Law Firm Management, 1984-2004

4 Feb ’05

The always interesting Bruce MacEwen has a post on trends 1984-2004 in law practice management, based on an article by John Smock, co-founder of Smock Sterling Strategic Management Consultants outside Chicago.  Money quotes:

  • "Law firms used to be in denial that they are businesses; no longer so.
  • Work of impeccably high quality was thought to be all that was needed to win clients; firms now recognize that’s merely the price of admission.
  • "Marketing" was a dirty word; although to some extent this remains the case, enlightened firms are realizing its true value if it is premised on a keen  understanding of client needs.
  • "Finally, law firm management was just not very good—primarily because it did not have to be," but now management is far more professional and non-lawyers play pivotal roles.
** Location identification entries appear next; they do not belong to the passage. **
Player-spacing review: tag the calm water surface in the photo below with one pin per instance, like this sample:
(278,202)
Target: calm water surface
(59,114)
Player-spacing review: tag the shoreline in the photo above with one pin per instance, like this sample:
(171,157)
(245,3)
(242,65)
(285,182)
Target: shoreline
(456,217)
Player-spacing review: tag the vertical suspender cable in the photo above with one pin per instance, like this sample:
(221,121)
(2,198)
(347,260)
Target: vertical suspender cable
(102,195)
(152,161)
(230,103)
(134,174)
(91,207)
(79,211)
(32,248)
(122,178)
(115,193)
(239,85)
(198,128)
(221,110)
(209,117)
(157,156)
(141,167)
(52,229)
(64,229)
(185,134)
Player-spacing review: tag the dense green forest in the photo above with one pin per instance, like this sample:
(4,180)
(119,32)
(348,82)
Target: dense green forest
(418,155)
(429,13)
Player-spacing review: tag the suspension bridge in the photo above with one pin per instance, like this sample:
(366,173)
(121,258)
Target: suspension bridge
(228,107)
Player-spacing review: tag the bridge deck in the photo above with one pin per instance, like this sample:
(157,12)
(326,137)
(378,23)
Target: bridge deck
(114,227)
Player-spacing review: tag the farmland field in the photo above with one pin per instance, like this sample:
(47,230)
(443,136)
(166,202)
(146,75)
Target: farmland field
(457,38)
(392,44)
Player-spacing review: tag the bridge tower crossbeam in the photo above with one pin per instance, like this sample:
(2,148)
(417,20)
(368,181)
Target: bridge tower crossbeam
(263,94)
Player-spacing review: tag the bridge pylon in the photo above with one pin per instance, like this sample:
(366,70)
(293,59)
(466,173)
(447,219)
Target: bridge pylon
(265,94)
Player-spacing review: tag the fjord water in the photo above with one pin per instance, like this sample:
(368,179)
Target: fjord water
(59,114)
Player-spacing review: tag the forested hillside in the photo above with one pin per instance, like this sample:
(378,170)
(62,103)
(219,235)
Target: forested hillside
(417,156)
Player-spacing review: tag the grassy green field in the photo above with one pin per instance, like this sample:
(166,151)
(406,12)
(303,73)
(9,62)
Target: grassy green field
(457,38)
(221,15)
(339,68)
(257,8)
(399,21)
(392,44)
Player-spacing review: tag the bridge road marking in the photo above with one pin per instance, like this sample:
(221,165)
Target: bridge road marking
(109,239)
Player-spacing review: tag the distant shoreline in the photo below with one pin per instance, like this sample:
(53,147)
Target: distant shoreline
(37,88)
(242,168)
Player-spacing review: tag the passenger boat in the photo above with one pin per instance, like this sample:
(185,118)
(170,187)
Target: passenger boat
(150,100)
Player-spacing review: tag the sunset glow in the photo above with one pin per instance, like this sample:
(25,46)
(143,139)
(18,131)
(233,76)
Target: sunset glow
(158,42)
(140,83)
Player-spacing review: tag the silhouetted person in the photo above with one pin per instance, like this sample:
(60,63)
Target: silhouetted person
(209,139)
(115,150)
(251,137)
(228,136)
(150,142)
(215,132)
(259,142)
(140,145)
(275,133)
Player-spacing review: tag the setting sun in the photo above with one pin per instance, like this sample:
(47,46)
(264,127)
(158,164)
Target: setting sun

    What drove or forced these changes?

Competition."

I take the point that there is still resistance to marketing.  I think several reasons are behind this:

  • First, my years in big firms taught me that many people there don’t really like what they do; and many going through the system see the first 10 or so years as time to push through those years so they can get past the ‘unpleasant’ part and move on to being relationship managers, doing "high-level" thinking and taking meetings.  You can’t sell what you don’t love.  Not really.  And you certainly aren’t going to be driven if you don’t care deeply about what you do;
  • Second, life in the large firms is designed to teach you that you are really, really special.  And special people don’t like getting their hands dirty with the business of law;
  • Third, many lawyers were the quiet, bookish kids in school.  Try as hard as they can, through no fault of their own, they can’t sell.  Ever.  They need help;
  • Fourth, the large law firms don’t like marketing.  Not really.  Because it encourages competition.  And they don’t like competition.  Not really.  Because it drives prices down and creates the pressure to change.  And they don’t like price efficiency and change.  Not really.  That’s why lawyers have rules preventing us from comparing our prices or our services to each other (they are after all, instituted by bar associations that are heavily influenced by the large law firms).  Not to maintain a decorum, or to protect the administration of justice from disrepute.  Not really (you could adequately regulate this by simply prohibiting advertising that brought the administration of justice into disrepute).  No, we have these kinds of rules because they protect power from disruptive change.  They protect the old from the new.  And any industry that has rules to protect itself from the new cannot market.  Not really.